The earnest music was perfectly suited to match the mood. On the program, Whitacre paired his pieces with others by his American forebears, a sort of catalog of influences. Aaron Copland’s “Old American Songs” for choir and orchestra opened the concert. Aside from some brassy sound effects in the playful “I bought me a cat,” Copland did little to dress up the folk tunes, instead building simple and sturdy arrangements. Whitacre wisely stepped out of the way and led a performance that was clean of sentimentality.
The mood darkened heavily with “Mid-Winter Songs,” by Morten Lauridsen, Whitacre’s tonal godfather. Lauridsen chose to set the music to disarmingly personal love poems by Robert Graves, blowing up the author’s emotions to billboard size with monolithic chords and thunderous percussion. Even with an impassioned performance by the orchestra and choir, the anguished narrator drowned in orchestration. Whitacre also included Samuel Barber’s “Knoxville: Summer 1915,” a piece whose elegant craftsmanship Whitacre agonized over while studying at the Juilliard School. Soprano soloist Hila Plitmann, Whitacre’s wife, worked hard to send James Agee’s stream-of-consciousness text to the back of the hall, but was too glam to project the girl-next-door vibe the piece feeds on.

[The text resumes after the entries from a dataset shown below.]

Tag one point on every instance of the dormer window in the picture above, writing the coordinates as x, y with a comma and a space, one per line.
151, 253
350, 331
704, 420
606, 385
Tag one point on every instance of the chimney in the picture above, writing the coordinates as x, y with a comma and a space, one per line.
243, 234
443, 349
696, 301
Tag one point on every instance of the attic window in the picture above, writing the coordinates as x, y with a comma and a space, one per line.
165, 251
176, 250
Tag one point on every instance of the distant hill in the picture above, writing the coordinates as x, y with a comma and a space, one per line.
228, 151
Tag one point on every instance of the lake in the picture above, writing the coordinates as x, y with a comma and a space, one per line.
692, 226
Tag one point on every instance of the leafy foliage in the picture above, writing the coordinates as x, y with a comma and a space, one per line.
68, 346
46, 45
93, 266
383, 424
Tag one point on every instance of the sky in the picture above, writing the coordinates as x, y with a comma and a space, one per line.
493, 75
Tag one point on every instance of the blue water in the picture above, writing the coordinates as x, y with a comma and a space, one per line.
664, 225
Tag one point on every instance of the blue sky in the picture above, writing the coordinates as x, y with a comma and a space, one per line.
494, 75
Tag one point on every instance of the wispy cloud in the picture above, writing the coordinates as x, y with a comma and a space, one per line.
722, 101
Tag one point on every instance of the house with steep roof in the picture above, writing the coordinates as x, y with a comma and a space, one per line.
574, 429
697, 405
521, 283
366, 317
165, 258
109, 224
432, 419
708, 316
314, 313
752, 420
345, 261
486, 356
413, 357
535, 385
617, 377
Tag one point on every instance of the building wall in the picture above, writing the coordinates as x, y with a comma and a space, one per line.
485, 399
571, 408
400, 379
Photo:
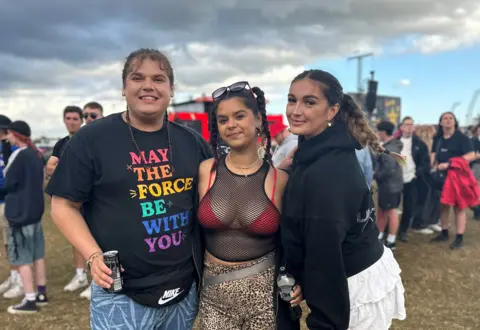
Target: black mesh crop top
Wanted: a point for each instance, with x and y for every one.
(239, 219)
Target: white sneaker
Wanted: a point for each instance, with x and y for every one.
(435, 228)
(7, 284)
(76, 283)
(15, 291)
(423, 231)
(87, 293)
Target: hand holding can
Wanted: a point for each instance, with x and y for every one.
(101, 273)
(106, 271)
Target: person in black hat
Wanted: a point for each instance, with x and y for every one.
(12, 287)
(24, 201)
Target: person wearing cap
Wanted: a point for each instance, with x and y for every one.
(12, 287)
(286, 142)
(73, 119)
(24, 206)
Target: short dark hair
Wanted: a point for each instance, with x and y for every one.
(386, 126)
(406, 118)
(93, 105)
(72, 109)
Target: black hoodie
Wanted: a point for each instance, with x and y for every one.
(328, 229)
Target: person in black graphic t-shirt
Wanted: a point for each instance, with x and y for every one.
(138, 172)
(447, 144)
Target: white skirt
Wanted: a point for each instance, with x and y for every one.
(377, 295)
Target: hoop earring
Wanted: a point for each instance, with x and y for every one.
(261, 152)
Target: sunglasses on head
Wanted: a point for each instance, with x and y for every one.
(92, 115)
(236, 87)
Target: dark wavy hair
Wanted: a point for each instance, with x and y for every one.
(256, 105)
(350, 113)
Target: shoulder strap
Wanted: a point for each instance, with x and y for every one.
(211, 174)
(274, 185)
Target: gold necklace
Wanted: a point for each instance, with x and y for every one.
(240, 167)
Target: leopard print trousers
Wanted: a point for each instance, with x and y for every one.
(243, 304)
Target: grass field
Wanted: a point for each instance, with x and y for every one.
(442, 286)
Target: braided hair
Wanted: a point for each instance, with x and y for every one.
(135, 59)
(257, 105)
(350, 112)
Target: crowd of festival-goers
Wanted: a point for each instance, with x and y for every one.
(203, 233)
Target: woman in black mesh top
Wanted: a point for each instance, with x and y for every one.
(240, 198)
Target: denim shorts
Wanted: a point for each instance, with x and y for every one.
(26, 244)
(118, 311)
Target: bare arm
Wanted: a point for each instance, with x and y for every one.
(66, 216)
(51, 164)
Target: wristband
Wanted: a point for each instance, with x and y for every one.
(91, 258)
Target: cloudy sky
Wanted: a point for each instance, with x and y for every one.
(55, 53)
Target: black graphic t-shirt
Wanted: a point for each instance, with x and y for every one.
(139, 203)
(60, 146)
(456, 146)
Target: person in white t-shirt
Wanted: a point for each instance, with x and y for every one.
(414, 177)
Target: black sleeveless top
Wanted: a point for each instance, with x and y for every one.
(239, 219)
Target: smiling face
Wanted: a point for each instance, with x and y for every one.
(73, 122)
(407, 128)
(308, 111)
(447, 121)
(91, 114)
(237, 125)
(148, 88)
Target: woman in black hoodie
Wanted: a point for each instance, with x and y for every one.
(328, 231)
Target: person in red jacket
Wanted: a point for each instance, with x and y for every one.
(448, 144)
(460, 188)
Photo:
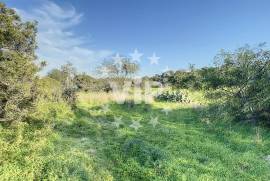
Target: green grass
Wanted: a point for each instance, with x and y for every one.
(85, 145)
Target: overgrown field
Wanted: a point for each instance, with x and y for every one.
(103, 140)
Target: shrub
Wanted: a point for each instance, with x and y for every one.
(173, 96)
(17, 67)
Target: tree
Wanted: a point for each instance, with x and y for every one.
(66, 76)
(123, 68)
(243, 77)
(17, 67)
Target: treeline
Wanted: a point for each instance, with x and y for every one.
(240, 80)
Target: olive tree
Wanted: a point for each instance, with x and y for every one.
(17, 67)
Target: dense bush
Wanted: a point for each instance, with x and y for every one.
(172, 96)
(244, 80)
(17, 67)
(66, 76)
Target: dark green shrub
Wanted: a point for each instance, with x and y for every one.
(17, 67)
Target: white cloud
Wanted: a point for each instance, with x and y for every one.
(57, 43)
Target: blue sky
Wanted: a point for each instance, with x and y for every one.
(178, 31)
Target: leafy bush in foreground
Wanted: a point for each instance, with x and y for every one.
(17, 67)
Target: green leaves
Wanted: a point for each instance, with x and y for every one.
(17, 67)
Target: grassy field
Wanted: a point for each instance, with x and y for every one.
(88, 144)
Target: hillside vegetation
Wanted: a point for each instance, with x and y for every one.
(202, 124)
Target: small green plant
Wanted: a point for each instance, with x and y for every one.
(174, 96)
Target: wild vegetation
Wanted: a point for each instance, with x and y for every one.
(210, 123)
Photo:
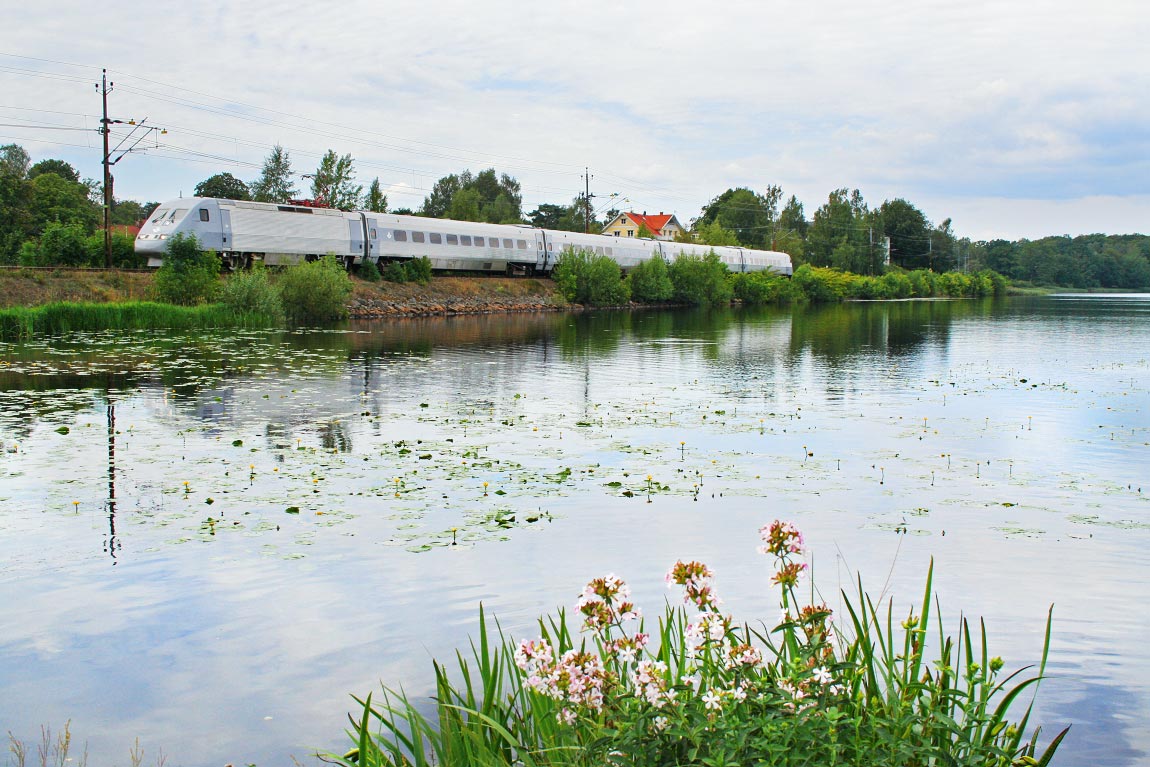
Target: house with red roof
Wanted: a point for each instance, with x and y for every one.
(627, 224)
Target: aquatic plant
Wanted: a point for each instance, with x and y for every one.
(252, 292)
(704, 690)
(587, 277)
(315, 291)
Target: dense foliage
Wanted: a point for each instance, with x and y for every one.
(700, 281)
(47, 199)
(587, 277)
(50, 216)
(22, 323)
(252, 292)
(315, 291)
(480, 197)
(703, 689)
(189, 275)
(369, 271)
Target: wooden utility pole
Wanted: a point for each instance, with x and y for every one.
(106, 129)
(587, 201)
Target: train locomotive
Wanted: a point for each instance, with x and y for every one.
(244, 232)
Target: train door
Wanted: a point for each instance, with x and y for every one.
(373, 239)
(225, 229)
(541, 259)
(355, 250)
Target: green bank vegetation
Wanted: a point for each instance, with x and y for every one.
(697, 688)
(584, 277)
(192, 296)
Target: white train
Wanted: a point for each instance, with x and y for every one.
(243, 232)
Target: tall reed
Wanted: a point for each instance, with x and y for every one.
(704, 690)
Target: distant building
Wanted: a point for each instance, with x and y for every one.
(627, 224)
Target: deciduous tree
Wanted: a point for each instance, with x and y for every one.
(335, 182)
(376, 200)
(275, 183)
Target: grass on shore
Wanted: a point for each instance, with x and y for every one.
(22, 323)
(700, 689)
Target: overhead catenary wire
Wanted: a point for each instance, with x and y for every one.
(182, 96)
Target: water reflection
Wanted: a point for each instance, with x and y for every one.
(975, 419)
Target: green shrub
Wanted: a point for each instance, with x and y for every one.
(700, 281)
(396, 271)
(998, 284)
(21, 323)
(252, 293)
(757, 288)
(369, 271)
(420, 270)
(189, 275)
(585, 277)
(898, 284)
(651, 281)
(29, 254)
(63, 245)
(315, 291)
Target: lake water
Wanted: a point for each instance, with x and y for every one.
(212, 539)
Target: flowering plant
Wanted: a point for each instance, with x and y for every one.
(705, 690)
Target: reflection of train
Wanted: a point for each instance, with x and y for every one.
(243, 232)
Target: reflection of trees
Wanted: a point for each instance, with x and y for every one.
(838, 332)
(334, 436)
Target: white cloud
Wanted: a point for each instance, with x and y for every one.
(668, 104)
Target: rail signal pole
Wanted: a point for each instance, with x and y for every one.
(138, 132)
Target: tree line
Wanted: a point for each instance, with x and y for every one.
(51, 216)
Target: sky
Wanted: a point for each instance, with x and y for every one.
(1013, 120)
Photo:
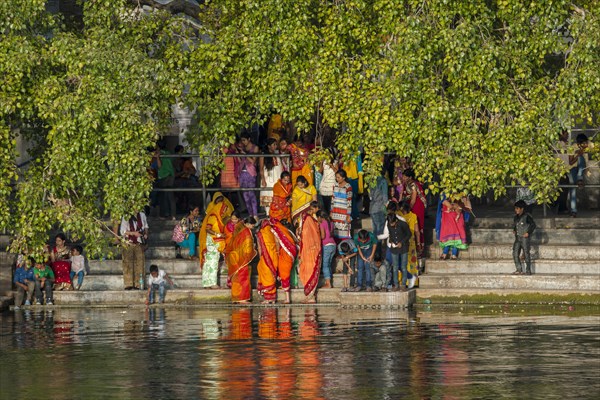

Because the concert was also a British coming-out party, the program was filled with several of Whitacre’s million-dollar pieces. “Water Night,” “Sleep,” and “Lux Aurumque” certainly fit that bill, washing the audience in milky tone clusters that were never dissonant enough to offend the audience. “Rak HaHatchala,” a set of five Hebrew love songs with lyrics by Plitman, was more agile than the others. The troubadour melodies were not weighed down by harmonies here, instead quietly pushed along by a tambourine.
But the centerpiece of the program was Whitacre’s new commission for the LSC, “Songs of Immortality,” featuring dark, reflective poems by Dylan Thomas and Emily Dickinson. It was a deeply personal work for Whitacre, completed while his father suffered through severe health issues. The optimistic major keys of “Sleep” and “Lux Aurumque” were replaced by ambiguously minor modes, while the burbling orchestral writing gave the choral parts tense momentum. “Immortality” isn’t going to be another gold-selling composition for Whitacre, but that’s a good thing. The piece shows that Whitacre can do more than sweetly beguile an audience, that there is dark substance beneath the innocent exterior of both the man and his music.